Cant encrypt strings with special characters with pycrypto AES


Description

I want to store people's names in MySQL database. Because the data is sensitive information i want to encrypt it with AES. I am using PyCrypto AES module. The code that I am using is:

class AESCipher(object):

    def __init__(self, key):
        self.bs = 64
        self.key = hashlib.sha256(key.encode()).digest()

    def encrypt(self, raw):
        raw = self._pad(raw)
        iv = Random.new().read(AES.block_size)
        cipher = AES.new(self.key, AES.MODE_CBC, iv)
        return base64.b64encode(iv + cipher.encrypt(raw))
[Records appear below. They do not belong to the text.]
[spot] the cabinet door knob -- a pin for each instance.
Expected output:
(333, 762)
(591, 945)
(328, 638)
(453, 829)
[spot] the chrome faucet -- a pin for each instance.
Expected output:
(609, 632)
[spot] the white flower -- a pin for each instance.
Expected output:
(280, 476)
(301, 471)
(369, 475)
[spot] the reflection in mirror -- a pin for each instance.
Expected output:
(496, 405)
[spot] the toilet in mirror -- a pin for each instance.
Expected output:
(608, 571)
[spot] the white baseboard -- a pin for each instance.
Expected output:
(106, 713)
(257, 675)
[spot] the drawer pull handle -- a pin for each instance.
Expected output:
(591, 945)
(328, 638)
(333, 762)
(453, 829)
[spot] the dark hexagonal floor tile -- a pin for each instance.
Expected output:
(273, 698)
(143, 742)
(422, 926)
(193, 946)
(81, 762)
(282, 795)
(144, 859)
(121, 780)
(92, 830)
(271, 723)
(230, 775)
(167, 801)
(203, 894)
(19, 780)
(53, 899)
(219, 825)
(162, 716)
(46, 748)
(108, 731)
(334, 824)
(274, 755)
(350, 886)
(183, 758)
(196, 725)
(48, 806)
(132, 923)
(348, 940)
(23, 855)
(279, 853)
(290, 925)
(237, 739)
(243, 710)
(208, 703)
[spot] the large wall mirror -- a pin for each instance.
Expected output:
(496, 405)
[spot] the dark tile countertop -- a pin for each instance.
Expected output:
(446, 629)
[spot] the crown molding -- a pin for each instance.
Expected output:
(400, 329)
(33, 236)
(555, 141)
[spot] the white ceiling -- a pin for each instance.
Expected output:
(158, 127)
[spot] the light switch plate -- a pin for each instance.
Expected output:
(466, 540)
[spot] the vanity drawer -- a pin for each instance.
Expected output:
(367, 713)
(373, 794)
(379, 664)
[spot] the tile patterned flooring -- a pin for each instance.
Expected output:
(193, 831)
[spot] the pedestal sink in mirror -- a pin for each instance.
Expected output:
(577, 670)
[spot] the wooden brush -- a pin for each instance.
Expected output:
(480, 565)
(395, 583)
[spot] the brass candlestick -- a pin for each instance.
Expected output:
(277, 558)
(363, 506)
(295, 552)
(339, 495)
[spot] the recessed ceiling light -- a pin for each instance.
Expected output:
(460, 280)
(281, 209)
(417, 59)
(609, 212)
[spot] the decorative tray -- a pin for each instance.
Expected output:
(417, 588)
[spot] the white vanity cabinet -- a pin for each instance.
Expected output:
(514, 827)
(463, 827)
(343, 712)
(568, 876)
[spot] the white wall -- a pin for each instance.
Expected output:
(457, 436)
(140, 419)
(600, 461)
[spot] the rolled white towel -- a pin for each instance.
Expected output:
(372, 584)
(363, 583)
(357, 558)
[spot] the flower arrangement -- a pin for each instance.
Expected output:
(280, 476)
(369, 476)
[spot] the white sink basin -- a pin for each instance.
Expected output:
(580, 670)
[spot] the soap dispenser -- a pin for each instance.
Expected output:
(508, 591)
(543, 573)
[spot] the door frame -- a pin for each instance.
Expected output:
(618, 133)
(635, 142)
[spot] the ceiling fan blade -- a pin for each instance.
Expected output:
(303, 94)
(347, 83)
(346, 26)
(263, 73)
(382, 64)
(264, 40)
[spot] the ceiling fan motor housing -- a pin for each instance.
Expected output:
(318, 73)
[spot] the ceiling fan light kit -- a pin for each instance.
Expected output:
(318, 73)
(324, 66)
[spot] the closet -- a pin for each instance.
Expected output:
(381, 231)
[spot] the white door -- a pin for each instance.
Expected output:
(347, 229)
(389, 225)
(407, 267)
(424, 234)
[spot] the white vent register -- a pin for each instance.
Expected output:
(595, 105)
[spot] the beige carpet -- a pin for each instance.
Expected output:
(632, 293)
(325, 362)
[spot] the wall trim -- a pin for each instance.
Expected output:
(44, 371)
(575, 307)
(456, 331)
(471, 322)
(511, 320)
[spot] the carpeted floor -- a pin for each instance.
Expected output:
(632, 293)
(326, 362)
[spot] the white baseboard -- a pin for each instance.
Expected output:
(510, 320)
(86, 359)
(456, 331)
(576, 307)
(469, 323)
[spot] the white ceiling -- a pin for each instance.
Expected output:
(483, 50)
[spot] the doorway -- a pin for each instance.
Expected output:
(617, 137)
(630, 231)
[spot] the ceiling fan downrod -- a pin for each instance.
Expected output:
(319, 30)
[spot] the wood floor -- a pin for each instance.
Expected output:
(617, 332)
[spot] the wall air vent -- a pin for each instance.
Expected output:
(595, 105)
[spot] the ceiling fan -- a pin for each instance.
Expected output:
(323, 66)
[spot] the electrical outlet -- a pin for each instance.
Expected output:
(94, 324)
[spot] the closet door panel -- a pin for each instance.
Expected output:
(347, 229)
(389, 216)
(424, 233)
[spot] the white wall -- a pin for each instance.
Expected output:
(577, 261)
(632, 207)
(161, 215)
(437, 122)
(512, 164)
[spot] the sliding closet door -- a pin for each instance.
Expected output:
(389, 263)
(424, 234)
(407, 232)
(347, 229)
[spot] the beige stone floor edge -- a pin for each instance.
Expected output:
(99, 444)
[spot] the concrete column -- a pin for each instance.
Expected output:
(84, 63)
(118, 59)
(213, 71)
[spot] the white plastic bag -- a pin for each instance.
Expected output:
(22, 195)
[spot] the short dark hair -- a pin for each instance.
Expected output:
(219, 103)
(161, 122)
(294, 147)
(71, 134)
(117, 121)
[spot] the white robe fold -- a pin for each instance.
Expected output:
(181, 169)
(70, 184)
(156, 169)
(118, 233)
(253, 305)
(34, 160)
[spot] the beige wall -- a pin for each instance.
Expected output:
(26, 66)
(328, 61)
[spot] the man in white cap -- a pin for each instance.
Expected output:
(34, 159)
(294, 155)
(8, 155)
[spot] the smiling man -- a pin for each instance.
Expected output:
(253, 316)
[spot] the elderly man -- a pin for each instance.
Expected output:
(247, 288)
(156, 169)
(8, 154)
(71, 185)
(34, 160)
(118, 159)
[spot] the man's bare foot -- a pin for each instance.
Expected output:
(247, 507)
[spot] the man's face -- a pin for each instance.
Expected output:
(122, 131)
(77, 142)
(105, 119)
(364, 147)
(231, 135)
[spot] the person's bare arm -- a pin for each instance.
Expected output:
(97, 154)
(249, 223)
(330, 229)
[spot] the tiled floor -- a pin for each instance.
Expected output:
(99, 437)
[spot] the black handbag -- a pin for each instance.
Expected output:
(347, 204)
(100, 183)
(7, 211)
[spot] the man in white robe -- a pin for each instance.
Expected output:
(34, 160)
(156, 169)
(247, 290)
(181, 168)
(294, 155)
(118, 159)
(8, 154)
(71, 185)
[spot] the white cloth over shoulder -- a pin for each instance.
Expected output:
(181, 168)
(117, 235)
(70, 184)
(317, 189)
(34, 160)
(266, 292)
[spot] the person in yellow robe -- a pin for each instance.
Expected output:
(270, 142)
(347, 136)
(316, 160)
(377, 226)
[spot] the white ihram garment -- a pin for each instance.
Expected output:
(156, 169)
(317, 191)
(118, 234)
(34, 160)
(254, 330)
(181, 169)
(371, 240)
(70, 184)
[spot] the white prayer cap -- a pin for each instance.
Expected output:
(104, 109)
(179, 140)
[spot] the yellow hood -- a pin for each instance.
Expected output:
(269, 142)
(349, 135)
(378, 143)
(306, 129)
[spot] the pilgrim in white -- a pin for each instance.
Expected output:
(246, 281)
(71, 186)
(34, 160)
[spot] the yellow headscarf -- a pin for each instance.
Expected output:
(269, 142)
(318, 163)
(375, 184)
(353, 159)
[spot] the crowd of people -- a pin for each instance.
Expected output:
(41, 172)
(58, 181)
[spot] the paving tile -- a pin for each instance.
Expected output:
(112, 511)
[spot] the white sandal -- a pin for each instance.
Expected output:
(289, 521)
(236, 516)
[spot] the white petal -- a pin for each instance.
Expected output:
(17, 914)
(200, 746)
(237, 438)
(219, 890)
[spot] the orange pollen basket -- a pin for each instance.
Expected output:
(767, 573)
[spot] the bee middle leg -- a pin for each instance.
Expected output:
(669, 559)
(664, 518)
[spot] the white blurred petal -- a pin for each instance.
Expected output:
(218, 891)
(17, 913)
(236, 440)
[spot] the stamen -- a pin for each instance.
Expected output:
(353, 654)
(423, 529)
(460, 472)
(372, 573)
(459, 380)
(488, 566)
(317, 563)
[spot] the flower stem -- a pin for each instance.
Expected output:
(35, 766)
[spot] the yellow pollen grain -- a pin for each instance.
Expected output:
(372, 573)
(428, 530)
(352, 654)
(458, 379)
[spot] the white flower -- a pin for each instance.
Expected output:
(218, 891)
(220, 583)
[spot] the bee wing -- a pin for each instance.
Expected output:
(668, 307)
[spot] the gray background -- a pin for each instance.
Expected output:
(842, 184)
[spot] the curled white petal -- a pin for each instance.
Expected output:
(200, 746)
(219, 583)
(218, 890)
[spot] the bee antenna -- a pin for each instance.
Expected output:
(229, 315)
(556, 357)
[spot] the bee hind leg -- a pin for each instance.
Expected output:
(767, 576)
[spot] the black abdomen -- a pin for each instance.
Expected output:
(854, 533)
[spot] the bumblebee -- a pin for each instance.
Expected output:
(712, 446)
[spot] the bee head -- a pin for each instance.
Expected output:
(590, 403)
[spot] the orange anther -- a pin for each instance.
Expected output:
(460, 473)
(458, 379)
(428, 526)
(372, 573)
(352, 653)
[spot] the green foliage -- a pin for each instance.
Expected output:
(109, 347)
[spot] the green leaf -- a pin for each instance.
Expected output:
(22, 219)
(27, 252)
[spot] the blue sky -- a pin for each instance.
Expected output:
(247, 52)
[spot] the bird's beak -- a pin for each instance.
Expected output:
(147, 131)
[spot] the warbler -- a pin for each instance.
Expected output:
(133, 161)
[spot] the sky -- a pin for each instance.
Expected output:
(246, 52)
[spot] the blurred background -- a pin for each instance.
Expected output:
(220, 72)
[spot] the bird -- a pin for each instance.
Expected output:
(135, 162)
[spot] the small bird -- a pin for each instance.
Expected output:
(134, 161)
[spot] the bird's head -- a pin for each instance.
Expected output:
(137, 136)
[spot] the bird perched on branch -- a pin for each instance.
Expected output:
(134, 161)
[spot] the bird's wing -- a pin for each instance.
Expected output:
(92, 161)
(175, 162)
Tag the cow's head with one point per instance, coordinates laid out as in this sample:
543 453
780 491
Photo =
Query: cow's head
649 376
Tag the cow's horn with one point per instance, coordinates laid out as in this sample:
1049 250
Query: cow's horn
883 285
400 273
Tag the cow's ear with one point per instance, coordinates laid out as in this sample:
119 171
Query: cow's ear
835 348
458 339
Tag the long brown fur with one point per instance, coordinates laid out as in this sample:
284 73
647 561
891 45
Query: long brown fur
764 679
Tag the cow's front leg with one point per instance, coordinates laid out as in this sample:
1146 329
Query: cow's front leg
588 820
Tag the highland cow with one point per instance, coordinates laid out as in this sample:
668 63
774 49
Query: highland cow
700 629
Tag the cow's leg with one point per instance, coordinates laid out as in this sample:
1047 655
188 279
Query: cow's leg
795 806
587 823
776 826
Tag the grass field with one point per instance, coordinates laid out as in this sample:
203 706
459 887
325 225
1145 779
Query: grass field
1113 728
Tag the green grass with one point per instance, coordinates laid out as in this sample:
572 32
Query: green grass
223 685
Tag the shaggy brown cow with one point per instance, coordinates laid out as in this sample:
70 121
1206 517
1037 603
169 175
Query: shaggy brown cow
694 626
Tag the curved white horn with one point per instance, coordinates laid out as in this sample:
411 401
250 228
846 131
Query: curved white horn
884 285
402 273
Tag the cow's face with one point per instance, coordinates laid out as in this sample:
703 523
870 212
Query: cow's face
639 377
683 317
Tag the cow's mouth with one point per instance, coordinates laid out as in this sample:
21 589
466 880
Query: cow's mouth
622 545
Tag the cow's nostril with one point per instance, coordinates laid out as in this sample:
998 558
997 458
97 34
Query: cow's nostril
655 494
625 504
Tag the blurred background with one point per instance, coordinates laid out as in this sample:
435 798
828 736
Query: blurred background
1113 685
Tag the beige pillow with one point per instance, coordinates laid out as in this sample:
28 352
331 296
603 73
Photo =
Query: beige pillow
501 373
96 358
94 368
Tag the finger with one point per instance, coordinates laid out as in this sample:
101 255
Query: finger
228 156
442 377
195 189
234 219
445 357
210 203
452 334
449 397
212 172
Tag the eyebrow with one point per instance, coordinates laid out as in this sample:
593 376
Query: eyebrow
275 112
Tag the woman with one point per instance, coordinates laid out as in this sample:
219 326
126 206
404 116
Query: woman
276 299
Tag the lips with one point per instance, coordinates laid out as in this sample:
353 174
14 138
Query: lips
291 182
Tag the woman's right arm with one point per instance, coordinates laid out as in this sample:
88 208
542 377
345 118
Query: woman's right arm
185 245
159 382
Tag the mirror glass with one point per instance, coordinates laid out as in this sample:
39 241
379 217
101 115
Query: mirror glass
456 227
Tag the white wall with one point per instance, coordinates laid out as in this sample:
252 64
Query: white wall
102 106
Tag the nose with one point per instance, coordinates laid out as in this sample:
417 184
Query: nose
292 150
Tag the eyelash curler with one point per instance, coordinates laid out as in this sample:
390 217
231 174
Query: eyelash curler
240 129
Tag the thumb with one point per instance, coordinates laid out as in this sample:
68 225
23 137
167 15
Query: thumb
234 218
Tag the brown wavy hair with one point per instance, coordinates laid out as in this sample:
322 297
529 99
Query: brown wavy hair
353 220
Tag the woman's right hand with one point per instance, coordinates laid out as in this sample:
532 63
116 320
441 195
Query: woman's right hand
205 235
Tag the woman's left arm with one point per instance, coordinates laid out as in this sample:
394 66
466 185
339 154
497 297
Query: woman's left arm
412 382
    def decrypt(self, enc):
        enc = base64.b64decode(enc)
        iv = enc[:AES.block_size]
        cipher = AES.new(self.key, AES.MODE_CBC, iv)
        return self._unpad(cipher.decrypt(enc[AES.block_size:])).decode('utf-8')

    def _pad(self, s):
        return s + (self.bs - len(s) % self.bs) * chr(self.bs - len(s) % self.bs)

    @staticmethod
    def _unpad(s):
        return s[:-ord(s[len(s)-1:])]

operator = AESCipher(data_encryption_key)

The key used for encryption is a random long string.

Problem

Lets say the string (example name) i want to encrypt is "Strah". I get the folowing cipher text.

b'kA/Q5snPUHltzh3Kl8QMH/uTpfcjdXtvrx0JUrGv2tk+P86ERfkv0eTBV5j6MThkKplLLcn4f1Ei4Q1gT/FcVx+PhEnqczKhuvLzrLHYlQ4='

But if the name includes some special characters like č,š or ž and i want to encrypt a name like "Štrah" i will get the following error:

ValueError: Input strings must be a multiple of 16 in length

So the question is, what should I do to encrypt strings with special characters.


Solution

  • The problem here is that the cipher internally operates on bytes, but you're giving it a string. You're padding the string to a multiple of 16, but when that string is encoded to bytes, it's no longer a multiple a 16.

    >>> text = 'Štrah'
    >>> padded = AESCipher('')._pad(raw)
    >>> len(padded)
    64
    >>> len(padded.encode('utf8'))
    65
    

    The solution is to encode the string yourself instead of letting the cipher do it for you. You have to make 2 small changes:

    def encrypt(self, raw):
        raw = raw.encode('utf8')  # encode to bytes here
        raw = self._pad(raw)
        iv = Random.new().read(AES.block_size)
        cipher = AES.new(self.key, AES.MODE_CBC, iv)
        return base64.b64encode(iv + cipher.encrypt(raw))
    
    def _pad(self, s):
        # pad with bytes instead of str
        return s + (self.bs - len(s) % self.bs) * \
               chr(self.bs - len(s) % self.bs).encode('utf8')